Glucose transporter 4 (Glut4) is responsible for insulin-mediated glucose uptake in adipose tissue, skeletal muscle, and heart. Upon insulin stimulation, Glut4 translocates from intracellular storages to the plasma membrane and mediates glucose intake into the cell from the circulation (1). Glut4 activity is regulated both through protein translocation to the plasma membrane and at the level of gene expression (2). Studies in mouse models showed that loss of Glut4 expression leads to decreased insulin sensitivity, whereas Glut4 overexpression in insulin-resistant mice restores insulin sensitivity (3). Transcription factors such as liver X receptor (LXR) α and Sp1 have been shown to positively regulate Glut4 expression, whereas peroxisome proliferators-activated receptor α and γ, for example, suppress Glut4 expression (2). Furthermore, Glut4 expression is also under epigenetic regulation, and studies have shown that DNA demethylation may play a role in activating Glut4 expression during adipogenesis (4).
Estrogens [17β-estradiol (E2)] regulate a number of essential physiological processes such as reproduction, brain development, and bone mass (5). They also play a role in controlling body weight, food intake, and fat distribution (6). Many of the cellular responses to E2 are mediated by the estrogen receptors (ERs), ERα and ERβ. The ER belong to the nuclear receptor family of transcription factors and share a common structural arrangement. Upon activation by estrogen, the ERs bind to DNA enhancer elements known as estrogen response elements and recruit additional coactivators, which potentiate the ability of the ERs to activate transcription of their target genes (7). Interestingly, the ERs have been suggested to regulate Glut4 levels (2, 8). However, it is currently not clear whether Glut4 is a direct ER target gene, and the effects of ER stimulation on Glut4 are contradictory and may be cell or tissue specific. In a hamster ovary cell line, it has been shown that selective activation of ERβ induces Glut4 expression (9). On the other hand, studies using ERα- and ERβ-deficient mice suggest that ERβ reduces, whereas ERα enhances, Glut4 protein levels in muscle and white adipose tissue (8).

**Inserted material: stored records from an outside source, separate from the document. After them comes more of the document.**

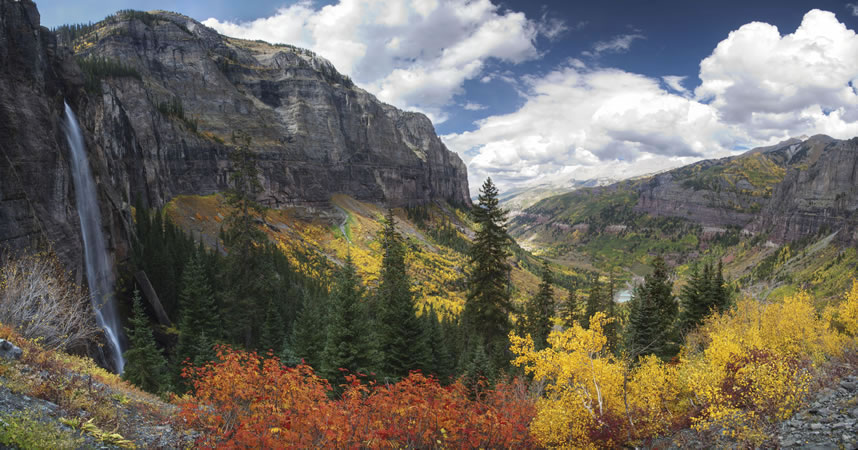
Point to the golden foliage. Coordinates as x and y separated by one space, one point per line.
739 373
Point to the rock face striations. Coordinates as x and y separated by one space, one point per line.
35 179
160 97
794 189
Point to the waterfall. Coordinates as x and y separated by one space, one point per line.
99 274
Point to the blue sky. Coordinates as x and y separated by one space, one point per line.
534 92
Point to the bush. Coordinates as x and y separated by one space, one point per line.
22 429
39 300
247 401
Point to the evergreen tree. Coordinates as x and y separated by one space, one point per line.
146 366
540 309
722 295
399 341
612 328
249 274
442 361
199 314
271 335
308 337
692 297
488 304
595 302
346 345
703 294
571 310
652 315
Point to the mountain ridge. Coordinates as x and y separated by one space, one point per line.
159 97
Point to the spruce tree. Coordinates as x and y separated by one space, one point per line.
399 342
199 315
722 295
271 335
346 345
595 302
540 309
612 328
488 304
248 273
308 336
442 361
652 315
571 310
146 366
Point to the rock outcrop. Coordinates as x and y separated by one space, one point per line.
159 122
794 189
314 132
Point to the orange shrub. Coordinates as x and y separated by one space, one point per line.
248 401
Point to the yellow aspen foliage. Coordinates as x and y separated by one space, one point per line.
738 374
656 396
757 364
583 400
848 310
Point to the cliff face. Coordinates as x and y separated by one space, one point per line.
790 190
35 182
819 194
313 131
162 125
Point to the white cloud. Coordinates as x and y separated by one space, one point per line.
579 123
675 83
767 82
757 88
414 54
617 44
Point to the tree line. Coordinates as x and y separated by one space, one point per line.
248 295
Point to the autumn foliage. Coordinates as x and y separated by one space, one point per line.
246 400
736 377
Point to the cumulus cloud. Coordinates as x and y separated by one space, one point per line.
675 83
581 123
617 44
414 54
471 106
757 87
767 82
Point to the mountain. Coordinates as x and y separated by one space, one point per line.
160 98
518 199
800 190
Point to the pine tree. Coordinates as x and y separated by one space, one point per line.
307 340
652 315
146 366
722 295
595 302
488 304
612 328
399 342
571 309
199 314
442 361
271 336
694 298
540 309
247 271
346 345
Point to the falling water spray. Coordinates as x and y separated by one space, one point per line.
99 274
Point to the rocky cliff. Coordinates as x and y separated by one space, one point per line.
35 183
788 191
314 132
160 96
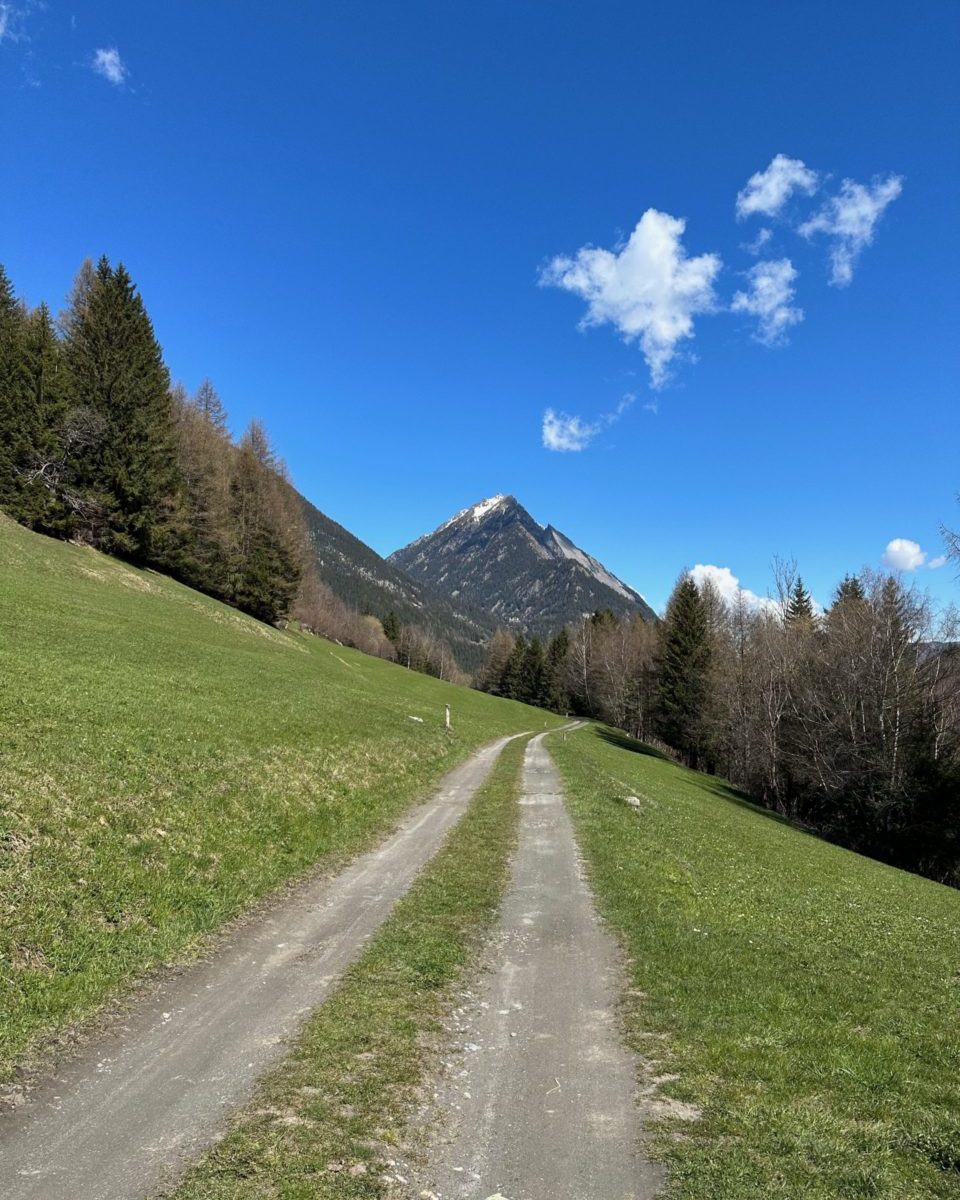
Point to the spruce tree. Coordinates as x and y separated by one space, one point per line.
682 694
533 675
799 606
557 694
42 502
15 402
115 369
511 682
391 627
850 588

The goal of this study was to address the question of how the different ER isoforms contribute to the regulation of Glut4 expression. We show here that in adipocytes derived from ERβ-knockout (βerko) mouse embryonic fibroblasts (MEFs), basal Glut4 expression and inducibility by LXR are significantly lower than in adipocytes derived from wt and ERα-knockout (erko) MEFs. We show further that one specific CpG in the Glut4 promoter is hypermethylated in the MEFs lacking ERβ. Reintroduction of ERβ into ERβ-deficient cells partly restores Glut4 transcription and stabilizes low DNA methylation after treatment with the DNA-demethylating agent 5-Aza-2′-deoxycytidine. Furthermore, we find that the hypermethylated CpG is part of an Sp1-binding site and that Sp1 binding is impaired by methylation of this site, which leads to decreased basal and LXR-induced Glut4 expression.
Results
Glut4 expression is reduced in the absence of ERβ
MEFs derived from wild-type (wt), erko, and βerko mice were chosen as models to study the contribution of the two ER isoforms on Glut4 transcription. ER expression and lack of expression in the knockout (KO) MEFs were confirmed by Western blot (Fig. 1A). In mice, Glut4 expression is restricted to skeletal muscle, heart, and adipose tissue (1). We therefore differentiated the MEFs into adipocytes to induce Glut4 expression and compare it between the ER-proficient and -deficient cells. MEFs derived from wt, erko, and βerko mice were differentiated according to a standard protocol, and differentiation status was monitored using the adipocyte marker gene aP2 as well as the LXRα by real-time PCR (Fig. 1B). The expression of aP2 was lower in erko-derived cells; however, the difference was not significant (P = 0.39). LXRα expression was similar between adipocytes derived from wt and ERα- and ERβ-deficient MEFs. Glut4 expression was similar in undifferentiated MEFs but hardly measurable by real-time PCR. Upon differentiation, Glut4 levels were induced and interestingly, they were about two thirds lower in βerko MEFs-derived adipocytes than in wt (P < 0.01) and erko (Fig. 1C). These findings suggest a role for ERβ in regulating Glut4 expression levels.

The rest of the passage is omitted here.